Wavebob Ltd. Selects Annapolis for North American Headquarters
ANNAPOLIS (May 21, 2008) Governor Martin OMalley met with representatives from Wavebob Ltd. on Monday and helped announce the opening of their North American headquarters in Annapolis. The Governor met with company executives privately on Tuesday afternoon before hosting a brief press conference to announce the opening.
Wavebob representatives listed Marylands highly skilled workforce and the Governors energy and environmental leadership among their many reasons for locating in Maryland.
Wavebob is a wave power company developing technology to harness the energy of the ocean to produce renewable electricity.
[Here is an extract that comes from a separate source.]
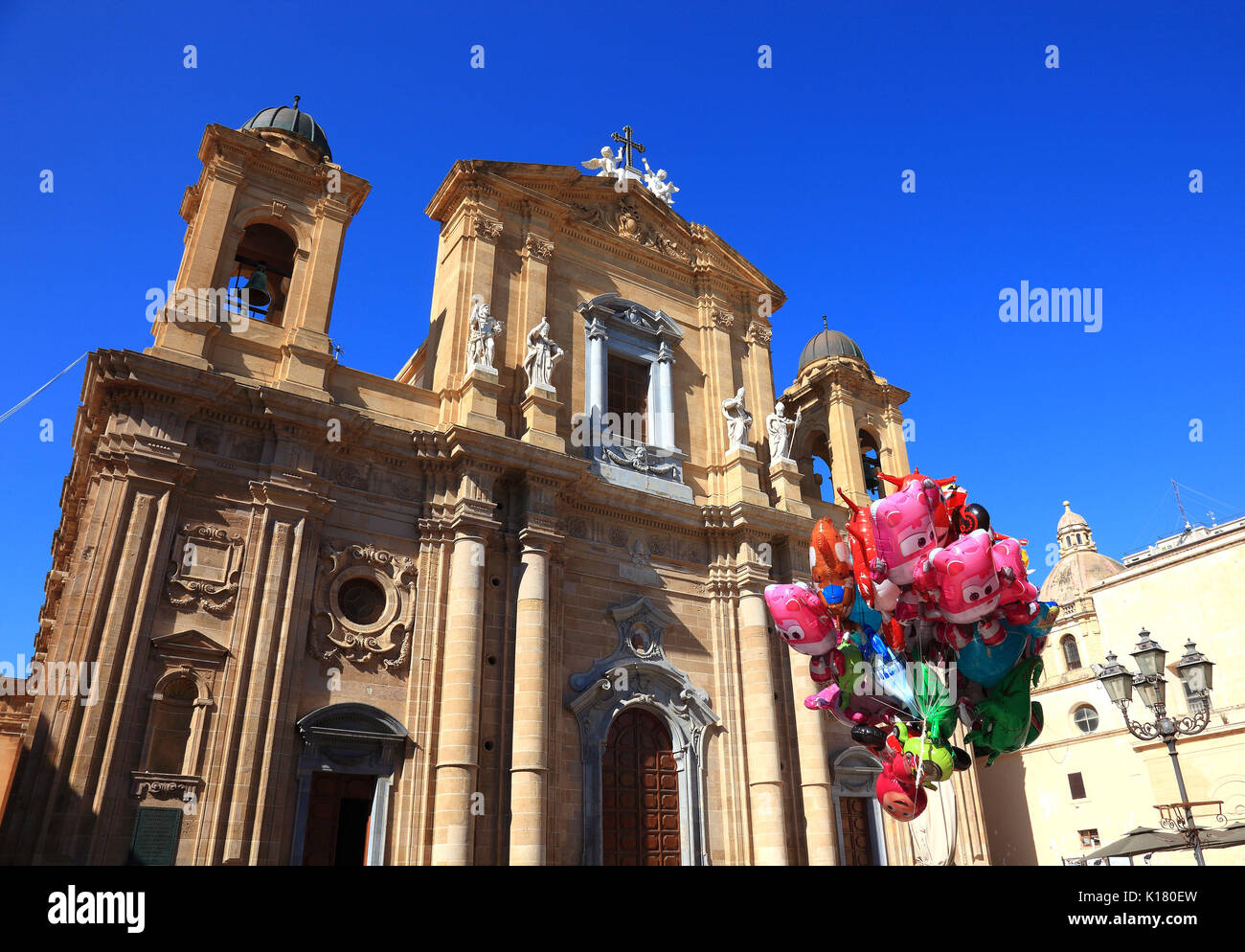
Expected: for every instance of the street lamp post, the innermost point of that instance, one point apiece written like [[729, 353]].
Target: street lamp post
[[1195, 673]]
By delivering low cost power with minimal environmental impact, company officials say the patented Wavebob energy converter device is helping accelerate commercial-scale adoption of wave power.
Wavebob has enjoyed some achievements over the past year leading to strategic relationships with Chevron Technology Ventures in the U.S. and Vattenfall, one of Europes largest utility companies and has recently formed a joint venture company to develop a 250MW commercial wave farm off the west coast of Ireland. Ireland is now receiving international recognition as a leader in the commercialization of ocean energy technology.
Wave power is attracting an increasing amount of attention from both the private and public sector groups looking for lower cost green approaches to energy generation and consumption, said Andrew Parish, CEO of Wavebob. Our operation and development efforts in the U.S. will allow us to bring this innovative Wavebob technology even closer to current and potential customers in the Americas and beyond.
Company officials say Wavebob is implementing a robust commercialization strategy that includes an office in Annapolis, Md. not only to serve market interests, but also to underpin product development. The company believes that Maryland provides a unique opportunity to apply unique skills, research capacity, and funding opportunities to ocean energy problems, an area where the U.S. has not yet been a global leader.
The company hopes to have 15 employees in place by 2011 and plans to invest over $10 million locally.